VALDOSTA, Ga – Student researchers at Valdosta State University are making medical history, developing a new way to treat tuberculosis that could save the lives of millions.
While tuberculosis is fairly rare in the United States, with less than 10,000 cases reported in 2017, the same cannot be said for other parts of the globe. According to the World Health Organization, about one-third of the global population is affected by tuberculosis.
“This is a worldwide, humongous problem,” said senior Chemistry student Olivia Moss. “To possibly have an effect on that, no matter how small it is, for me or the community, it’s absolutely insane.”
Moss and other student researchers are being led by Dr. Thomas Manning, a professor at Valdosta State University. He and his students have found a way to take an existing antibiotic that was ineffective in treating TB and have changed the chemistry of it.

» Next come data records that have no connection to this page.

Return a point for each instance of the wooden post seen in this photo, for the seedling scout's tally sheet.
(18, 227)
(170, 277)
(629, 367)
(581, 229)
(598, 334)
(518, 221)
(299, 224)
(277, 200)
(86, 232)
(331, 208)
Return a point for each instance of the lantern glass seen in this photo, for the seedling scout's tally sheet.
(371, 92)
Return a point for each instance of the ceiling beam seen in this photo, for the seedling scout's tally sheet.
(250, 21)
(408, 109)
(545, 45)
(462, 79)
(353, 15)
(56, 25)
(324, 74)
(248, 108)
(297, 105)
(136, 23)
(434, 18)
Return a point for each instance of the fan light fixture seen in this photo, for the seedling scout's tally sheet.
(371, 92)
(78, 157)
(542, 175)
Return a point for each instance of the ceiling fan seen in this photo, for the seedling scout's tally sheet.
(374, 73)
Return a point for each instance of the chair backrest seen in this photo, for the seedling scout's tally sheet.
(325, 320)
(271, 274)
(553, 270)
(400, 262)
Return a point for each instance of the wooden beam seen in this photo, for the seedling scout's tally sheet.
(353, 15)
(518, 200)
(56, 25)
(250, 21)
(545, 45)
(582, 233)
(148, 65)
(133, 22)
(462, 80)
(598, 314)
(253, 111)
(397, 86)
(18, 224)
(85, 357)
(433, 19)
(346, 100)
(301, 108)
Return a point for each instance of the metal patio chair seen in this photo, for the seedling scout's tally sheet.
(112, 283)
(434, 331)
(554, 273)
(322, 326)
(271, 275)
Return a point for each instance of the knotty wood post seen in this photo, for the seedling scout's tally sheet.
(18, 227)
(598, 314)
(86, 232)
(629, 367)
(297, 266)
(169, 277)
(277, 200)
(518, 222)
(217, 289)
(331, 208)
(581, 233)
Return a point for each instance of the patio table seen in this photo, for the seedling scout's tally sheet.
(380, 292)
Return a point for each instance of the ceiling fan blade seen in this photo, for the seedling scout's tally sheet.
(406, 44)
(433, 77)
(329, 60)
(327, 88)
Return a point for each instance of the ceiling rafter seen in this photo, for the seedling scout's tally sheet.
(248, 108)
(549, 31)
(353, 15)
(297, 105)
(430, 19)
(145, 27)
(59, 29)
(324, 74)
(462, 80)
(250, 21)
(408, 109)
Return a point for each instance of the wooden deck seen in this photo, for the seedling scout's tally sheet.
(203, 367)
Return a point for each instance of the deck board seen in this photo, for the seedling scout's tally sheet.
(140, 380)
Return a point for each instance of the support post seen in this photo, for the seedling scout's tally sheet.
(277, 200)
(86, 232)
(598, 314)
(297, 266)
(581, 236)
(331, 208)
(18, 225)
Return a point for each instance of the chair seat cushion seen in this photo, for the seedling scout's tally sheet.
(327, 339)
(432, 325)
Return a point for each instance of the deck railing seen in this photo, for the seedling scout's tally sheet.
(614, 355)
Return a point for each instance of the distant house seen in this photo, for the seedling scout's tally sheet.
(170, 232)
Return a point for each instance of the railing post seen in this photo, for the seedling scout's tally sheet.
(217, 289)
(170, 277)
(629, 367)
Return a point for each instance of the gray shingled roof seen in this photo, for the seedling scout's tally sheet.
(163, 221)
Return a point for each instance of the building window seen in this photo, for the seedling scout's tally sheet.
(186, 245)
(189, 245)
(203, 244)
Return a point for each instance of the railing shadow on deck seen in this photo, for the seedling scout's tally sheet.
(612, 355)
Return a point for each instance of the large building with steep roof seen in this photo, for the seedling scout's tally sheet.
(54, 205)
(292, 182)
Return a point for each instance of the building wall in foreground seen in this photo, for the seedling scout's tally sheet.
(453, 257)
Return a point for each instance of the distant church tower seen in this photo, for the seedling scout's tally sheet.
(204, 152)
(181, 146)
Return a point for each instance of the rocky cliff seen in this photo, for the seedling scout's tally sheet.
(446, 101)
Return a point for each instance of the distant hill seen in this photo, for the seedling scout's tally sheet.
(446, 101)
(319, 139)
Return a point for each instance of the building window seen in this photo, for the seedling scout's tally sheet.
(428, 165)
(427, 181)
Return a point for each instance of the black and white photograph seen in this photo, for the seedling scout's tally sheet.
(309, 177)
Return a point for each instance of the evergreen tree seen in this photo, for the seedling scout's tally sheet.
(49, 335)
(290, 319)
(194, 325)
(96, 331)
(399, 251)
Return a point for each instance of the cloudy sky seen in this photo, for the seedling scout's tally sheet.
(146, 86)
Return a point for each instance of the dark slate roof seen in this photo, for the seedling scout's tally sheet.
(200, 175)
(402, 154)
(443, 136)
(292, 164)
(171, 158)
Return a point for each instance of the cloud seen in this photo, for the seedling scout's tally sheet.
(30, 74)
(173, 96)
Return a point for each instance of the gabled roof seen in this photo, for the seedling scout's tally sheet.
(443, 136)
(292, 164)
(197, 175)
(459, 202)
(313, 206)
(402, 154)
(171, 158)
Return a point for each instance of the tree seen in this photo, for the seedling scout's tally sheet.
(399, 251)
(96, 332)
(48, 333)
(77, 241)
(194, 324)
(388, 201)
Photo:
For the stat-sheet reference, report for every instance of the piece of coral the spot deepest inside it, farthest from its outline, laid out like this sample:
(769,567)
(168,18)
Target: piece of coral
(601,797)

If their research proves to be successful, then the cost of treating tuberculosis could plunge from thousands upon thousands to a just few dollars.
“We’re not trying to make this some crazy, incredibly expensive thing,” said Moss. “We want this to be accessible if it works.”
The team has also found a new method of administering treatment, via a small implant. Once implanted, the device would slowly dissolve, releasing the correct dosage over time, reducing the need for pills and doctor visits.
VSU said the treatment is currently in the early stages of clinical trial in India, where tuberculosis affects 40% of their population.
“If this truly works, it could revolutionize tuberculosis treatment,” said Moss. “And that’s insane to think that we could do that here at VSU.”